If you've not seen some of the product reviews on Amazon, I highly recommend it: http://www.amazon.com/Haribo-Gummy-Candy-Sugarless-5-Pound/dp/B000EVQWKC/ref=sr_1_1?s=grocery&ie=UTF8&qid=1383781991&sr=1-1&keywords=sugar+free+gummy+bears

The point of the matter is that not sleeping is stupid. I miss it. I blame the stuffed cow. I don't think he quite grasps the mechanics of the Winter Cuddles. In fact, he is a terrible cuddle-buddy all around. I assume it has to do with his bovine nature. Cows are untrustworthy- everyone knows that.

Scientific Proof:
I can actually feel the plotting.


Let us end on a high note. I am kind of psyched about Slayer this Friday. I'm not sure why, since it is more expensive than I had expected, and it won't be the first time I've seen them. I think it's because it involves going out in public. Where the people are. And I'm totally humming Part of Your World from the Little Mermaid. I'm sorry (not sorry).... But yeah, the prospect of being out in the wilds of humanity with only a Hanns to protect me from certain death/dismemberment/Zombiepocalypse, is kind of exciting. I don't get out enough. 

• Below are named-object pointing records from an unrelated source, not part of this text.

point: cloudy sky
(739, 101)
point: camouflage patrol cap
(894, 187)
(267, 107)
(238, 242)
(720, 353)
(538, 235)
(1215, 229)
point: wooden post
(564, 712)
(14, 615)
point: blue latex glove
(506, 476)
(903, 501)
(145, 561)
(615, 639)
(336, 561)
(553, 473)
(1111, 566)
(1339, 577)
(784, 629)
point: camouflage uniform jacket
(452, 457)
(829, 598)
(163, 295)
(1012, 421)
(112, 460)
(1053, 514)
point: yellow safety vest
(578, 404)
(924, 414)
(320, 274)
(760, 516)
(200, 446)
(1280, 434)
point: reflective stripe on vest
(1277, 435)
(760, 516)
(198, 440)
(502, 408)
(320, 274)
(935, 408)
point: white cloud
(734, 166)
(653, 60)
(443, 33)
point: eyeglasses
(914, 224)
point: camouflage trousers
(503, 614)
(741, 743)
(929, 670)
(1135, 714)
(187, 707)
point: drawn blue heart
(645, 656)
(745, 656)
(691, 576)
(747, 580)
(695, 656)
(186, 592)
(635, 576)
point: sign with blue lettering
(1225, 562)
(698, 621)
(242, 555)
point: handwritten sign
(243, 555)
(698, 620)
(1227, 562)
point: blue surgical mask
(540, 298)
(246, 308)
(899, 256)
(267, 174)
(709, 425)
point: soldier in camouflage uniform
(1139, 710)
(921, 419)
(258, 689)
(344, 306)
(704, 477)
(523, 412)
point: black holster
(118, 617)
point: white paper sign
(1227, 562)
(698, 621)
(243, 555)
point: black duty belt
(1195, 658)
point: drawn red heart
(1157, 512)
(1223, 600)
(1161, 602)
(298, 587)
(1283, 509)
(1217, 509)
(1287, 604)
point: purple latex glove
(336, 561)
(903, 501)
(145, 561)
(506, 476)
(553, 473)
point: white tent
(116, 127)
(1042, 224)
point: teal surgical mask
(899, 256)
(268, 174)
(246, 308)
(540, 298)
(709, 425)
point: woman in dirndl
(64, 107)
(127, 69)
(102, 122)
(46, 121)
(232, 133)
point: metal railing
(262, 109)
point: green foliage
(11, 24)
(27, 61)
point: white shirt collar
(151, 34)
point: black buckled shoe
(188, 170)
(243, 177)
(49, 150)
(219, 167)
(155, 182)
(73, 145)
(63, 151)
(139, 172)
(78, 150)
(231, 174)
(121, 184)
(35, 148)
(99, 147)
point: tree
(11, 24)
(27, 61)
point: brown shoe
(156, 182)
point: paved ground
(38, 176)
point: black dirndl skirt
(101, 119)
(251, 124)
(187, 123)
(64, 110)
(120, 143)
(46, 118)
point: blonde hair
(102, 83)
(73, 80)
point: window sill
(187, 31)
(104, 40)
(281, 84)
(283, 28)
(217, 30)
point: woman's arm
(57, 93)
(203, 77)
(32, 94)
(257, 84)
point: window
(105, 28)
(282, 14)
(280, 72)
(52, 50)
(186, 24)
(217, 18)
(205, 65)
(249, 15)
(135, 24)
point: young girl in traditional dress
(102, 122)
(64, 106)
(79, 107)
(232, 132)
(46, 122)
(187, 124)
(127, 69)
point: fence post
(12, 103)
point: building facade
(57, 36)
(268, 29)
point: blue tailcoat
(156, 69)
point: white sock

Publisher's Note: I never wanted that shower curtain, but I moved into my apartment with the cheap-skatingest Mama's Boy that ever existed (I mean that in the nicest possible way, I just can't help poking at his personality traits with pointies once in a while because some of them were so absolutely alien and spooky). She (his Mama, I mean) apparently thought that the best quality 14 cent shower curtains in existence could be had at Wal-Mart (I have no idea how much it actually cost, but I guarantee it was too much). So he came home with this ugly-ass blackish see through-y waffle-curtain thing. Literally the most wretched piece of plastic ever crapped out by Dupont (or whoever makes plastic. I don't keep track of such things). Anyhoo, he finally left 2 years or so ago. But, since my laziness can occasionally outweigh even my mighty rage, I didn't replace the Curtain of Relationships Past until a few weeks ago. Sort of like how I have yet to find the energy to replace him. Ah laziness, the Great Motivator.